Panel Paper: Local News Media Coverage of the Affordable Care Act, 2013-2014

Saturday, November 5, 2016 : 9:30 AM
Cardozo (Washington Hilton)

*Names in bold indicate Presenter

Sarah Gollust1, Laura Baum2, Colleen Barry3, Jeff Niederdeppe4 and Erika Franklin Fowler2, (1)University of Minnesota, (2)Wesleyan University, (3)Johns Hopkins University, (4)Cornell University


Discussion of the politics of ACA implementation usually centers around the national-level discourse, considering implementation a “success” or “failure” overall. However, the fact that the ACA’s implementation is inherently local often gets overlooked in academic and policy discourse about the ACA. Individuals in different insurance markets faced dramatically different insurance prices and plans available. They also received very different media messages about ACA implementation as it was happening. The purpose of this paper is to examine the content of local television news media reporting on the ACA during the first open enrollment period. We created a sampling frame of news covering the ACA through closed caption keyword hits of ACA-relevant words that appeared from October 1, 2013 to April 15, 2014 in the top two highest-rated evening news broadcasts in all 210 U.S. media markets. The searches yielded 150,534 hits, and then we created a sample for analysis by pulling a constructed week of coverage per month over the 6-month period, which led to a sample of 1569 news stories. We developed and applied a coding instrument to capture story tone, messages about the law, and sources cited for their expertise and/or opinion.

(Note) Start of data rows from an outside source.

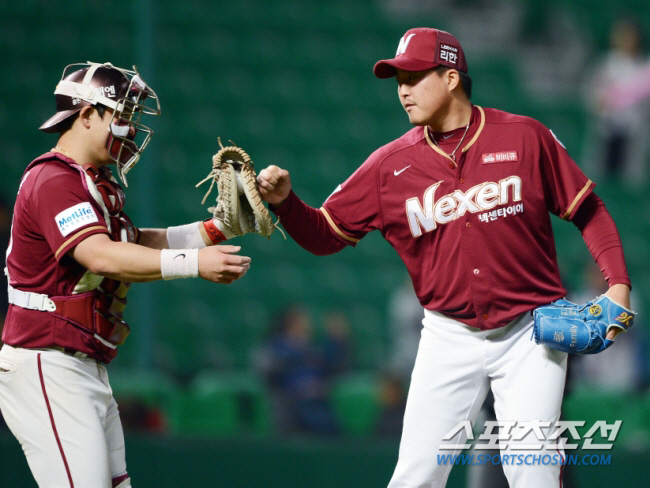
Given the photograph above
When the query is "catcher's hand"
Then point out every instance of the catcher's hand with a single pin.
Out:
(239, 206)
(580, 329)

Overall, coverage of the law was more encouraging than discouraging, although tone varied over time and across media market. Messages about the law tended to focus on the “horserace” of enrollment (20.5%) to date or glitches in the marketplaces (25.8%), as much as all policy-relevant information combined (such as fines, subsidies, existence of navigators, how to enroll) (27.2%). Fewer than 10% of stories provided a narrative about people actually helped or harmed (with no differences in the proportion helped or harmed), and only 7% of stories mentioned Medicaid whereas for 5% it was a focus of the story.  Few differences in coverage existed between states running their own marketplaces versus the federally-facilitated marketplaces. News coverage provided more policy-relevant information in the second half of open enrollment. The most common sources cited in coverage were political officials (cited in between 22% to 65% of news stories, depending on the story type); health care professionals and health advocates were cited in less than 10% of all stories. Research findings and researchers were cited in less than 5% of news stories.

Our results show that the political journalistic style of covering campaigns persisted throughout news coverage of ACA implementation. This is consistent with general norms of journalism, but raises questions about the politics of policy implementation when implementation activities and public perceptions thereof are inconsistent.